Formal complaint email to a financial institution (CLB 10)
Task prompt
Your bank charged you an unauthorized fee of $240 on your account three months ago. You have called customer service twice and visited a branch, but the issue remains unresolved. Write a formal complaint email to the bank's dispute resolution office. State the facts precisely, document your prior attempts, demand a specific resolution, and indicate next steps if the matter is not resolved.
Your task
Write a formal escalation complaint to a bank’s dispute resolution office. Your email must:
- State the facts of the unauthorized charge precisely
- Document previous resolution attempts with dates
- Demand a specific, time-bound resolution
- State what action you will take if unresolved
Word count target: 200–240 words
Model answer (CLB 10)
Subject: Formal Complaint — Unauthorized Fee, Account #****7821 | Reference: CS-20260301 & CS-20260318
Dear Dispute Resolution Officer,
I am writing to formally escalate an unresolved billing dispute regarding my personal chequing account (ending in 7821). On March 1, 2026, a fee of $240.00 labelled “Premium Service Package — Annual” was applied to my account without my authorization. I have never enrolled in or consented to this service package, and no corresponding disclosure was provided to me in advance.

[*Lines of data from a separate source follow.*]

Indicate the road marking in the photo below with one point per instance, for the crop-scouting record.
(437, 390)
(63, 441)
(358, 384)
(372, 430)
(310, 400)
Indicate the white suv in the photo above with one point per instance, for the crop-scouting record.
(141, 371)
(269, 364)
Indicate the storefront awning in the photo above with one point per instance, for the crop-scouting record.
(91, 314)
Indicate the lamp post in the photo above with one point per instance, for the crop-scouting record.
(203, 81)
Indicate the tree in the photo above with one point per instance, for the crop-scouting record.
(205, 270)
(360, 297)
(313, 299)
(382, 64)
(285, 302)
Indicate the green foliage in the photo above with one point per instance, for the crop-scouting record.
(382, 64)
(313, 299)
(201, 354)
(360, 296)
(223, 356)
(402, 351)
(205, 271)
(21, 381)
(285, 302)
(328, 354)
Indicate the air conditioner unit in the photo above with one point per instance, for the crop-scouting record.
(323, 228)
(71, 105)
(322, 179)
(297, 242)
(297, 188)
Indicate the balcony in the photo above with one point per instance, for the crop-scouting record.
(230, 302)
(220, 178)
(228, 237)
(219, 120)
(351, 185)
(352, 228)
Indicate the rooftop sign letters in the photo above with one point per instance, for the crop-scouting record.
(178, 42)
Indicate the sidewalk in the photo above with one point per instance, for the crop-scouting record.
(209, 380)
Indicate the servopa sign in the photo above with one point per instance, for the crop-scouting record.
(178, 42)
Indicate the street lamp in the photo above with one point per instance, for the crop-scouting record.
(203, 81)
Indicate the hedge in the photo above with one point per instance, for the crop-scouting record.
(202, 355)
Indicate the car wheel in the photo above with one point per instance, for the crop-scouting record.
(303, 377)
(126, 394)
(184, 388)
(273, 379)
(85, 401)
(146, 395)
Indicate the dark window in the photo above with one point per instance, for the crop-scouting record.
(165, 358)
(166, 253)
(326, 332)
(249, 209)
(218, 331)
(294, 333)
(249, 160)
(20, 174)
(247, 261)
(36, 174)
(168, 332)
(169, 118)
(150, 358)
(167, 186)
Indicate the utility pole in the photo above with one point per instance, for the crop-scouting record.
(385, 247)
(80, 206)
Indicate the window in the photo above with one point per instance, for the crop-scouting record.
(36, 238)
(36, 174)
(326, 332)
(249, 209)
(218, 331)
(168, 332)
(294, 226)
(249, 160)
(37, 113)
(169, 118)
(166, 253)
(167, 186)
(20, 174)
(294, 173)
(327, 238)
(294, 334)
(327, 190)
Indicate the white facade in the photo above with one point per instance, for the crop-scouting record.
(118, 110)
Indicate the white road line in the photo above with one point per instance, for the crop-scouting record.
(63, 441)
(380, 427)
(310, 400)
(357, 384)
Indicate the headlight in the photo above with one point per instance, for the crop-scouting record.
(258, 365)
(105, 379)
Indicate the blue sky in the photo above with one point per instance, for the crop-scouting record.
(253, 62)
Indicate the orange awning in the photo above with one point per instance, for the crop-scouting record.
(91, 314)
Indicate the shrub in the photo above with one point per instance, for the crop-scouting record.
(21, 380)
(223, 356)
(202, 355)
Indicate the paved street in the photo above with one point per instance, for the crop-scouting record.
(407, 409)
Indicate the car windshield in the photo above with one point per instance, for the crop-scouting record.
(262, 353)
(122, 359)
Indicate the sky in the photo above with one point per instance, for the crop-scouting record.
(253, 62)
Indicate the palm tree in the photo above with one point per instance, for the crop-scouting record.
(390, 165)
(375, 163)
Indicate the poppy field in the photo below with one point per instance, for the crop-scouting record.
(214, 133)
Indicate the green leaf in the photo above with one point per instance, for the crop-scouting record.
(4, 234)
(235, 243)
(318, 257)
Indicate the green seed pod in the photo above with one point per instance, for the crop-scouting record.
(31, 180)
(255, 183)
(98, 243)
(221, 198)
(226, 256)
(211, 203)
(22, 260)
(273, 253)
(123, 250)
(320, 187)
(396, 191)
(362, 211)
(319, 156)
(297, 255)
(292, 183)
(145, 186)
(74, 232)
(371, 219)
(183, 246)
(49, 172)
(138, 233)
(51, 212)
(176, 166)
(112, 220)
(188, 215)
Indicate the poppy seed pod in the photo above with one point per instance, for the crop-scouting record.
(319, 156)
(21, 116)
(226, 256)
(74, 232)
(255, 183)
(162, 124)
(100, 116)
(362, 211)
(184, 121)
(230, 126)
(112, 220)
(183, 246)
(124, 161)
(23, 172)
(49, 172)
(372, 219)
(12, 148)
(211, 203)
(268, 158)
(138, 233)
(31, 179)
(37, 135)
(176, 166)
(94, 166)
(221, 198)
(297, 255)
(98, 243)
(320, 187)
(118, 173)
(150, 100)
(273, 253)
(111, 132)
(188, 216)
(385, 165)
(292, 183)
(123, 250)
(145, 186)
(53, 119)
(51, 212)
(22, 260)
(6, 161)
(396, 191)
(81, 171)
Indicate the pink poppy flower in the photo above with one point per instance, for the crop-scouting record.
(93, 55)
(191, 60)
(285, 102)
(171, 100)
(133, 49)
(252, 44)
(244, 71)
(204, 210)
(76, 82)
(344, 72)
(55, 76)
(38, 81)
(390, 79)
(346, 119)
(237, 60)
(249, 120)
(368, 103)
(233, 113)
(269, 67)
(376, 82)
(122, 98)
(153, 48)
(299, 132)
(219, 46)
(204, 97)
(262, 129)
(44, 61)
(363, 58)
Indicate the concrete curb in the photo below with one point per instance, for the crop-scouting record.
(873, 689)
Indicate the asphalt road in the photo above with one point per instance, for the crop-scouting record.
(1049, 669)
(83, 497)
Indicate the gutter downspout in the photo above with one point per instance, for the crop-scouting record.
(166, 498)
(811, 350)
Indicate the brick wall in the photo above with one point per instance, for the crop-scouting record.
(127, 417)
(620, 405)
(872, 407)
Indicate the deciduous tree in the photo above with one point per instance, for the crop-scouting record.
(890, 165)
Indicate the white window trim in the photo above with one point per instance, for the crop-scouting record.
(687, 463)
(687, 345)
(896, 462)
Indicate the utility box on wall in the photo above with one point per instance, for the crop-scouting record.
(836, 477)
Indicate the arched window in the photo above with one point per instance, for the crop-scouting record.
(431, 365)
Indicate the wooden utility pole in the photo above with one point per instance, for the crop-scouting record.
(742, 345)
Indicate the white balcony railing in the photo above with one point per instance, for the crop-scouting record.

I contacted your customer service department by telephone on March 5 (reference CS-20260301) and again on March 18 (reference CS-20260318), and was advised on both occasions that the charge was “under review.” I also visited the Ridgeway branch in person on April 2, where a representative confirmed the review was ongoing but could not provide a resolution timeline. It is now May 28 — nearly three months since the original charge.
I am requesting the following action by June 11, 2026: a full refund of $240.00 to my account, written confirmation of the reversal, and a written explanation of how the fee was applied without my authorization.
If this matter is not resolved by the date stated above, I will file a formal complaint with the Financial Consumer Agency of Canada (FCAC) and consult legal counsel regarding potential further action.
Yours sincerely, Robert Kamau Account #****7821 | (780) 555-0944 | robert.kamau@email.com
Why this scores CLB 10
| CLB Criterion | What this response does well |
|---|---|
| Purpose | Escalation email that creates a formal paper trail with accountability |
| Detail | Exact amount, exact dates, case reference numbers, branch visit, three-month timeline |
| Organization | Facts → prior attempts → demand → consequences — airtight escalation structure |
| Tone | Controlled, precise, firm — professional without being aggressive |
| Vocabulary | ”formal escalation,” “disclosure,” “under review,” “reversal,” “legal counsel,” “FCAC” |
| Grammar | Passive voice used strategically, subordinate clauses, no errors |
Common mistakes at CLB 8–9
| Weak version | Why it loses marks |
|---|---|
| ”I’m very angry about this.” | Emotion undermines credibility in formal dispute communications |
| No reference numbers | Without documentation, the complaint appears unfounded |
| No deadline for resolution | At CLB 10, every escalation must set a time-bound expectation |
| Not naming next steps | The threat of FCAC or legal action is what makes the escalation credible |
Examiner tip
CLB 10 escalation emails are the most demanding CELPIP writing format. The examiner is testing whether you can construct an argument that a professional institution will take seriously. The key is documentation: dates, reference numbers, visit records. Without these, the email is an assertion. With them, it is a case. Learn to write a paper trail, not just a complaint.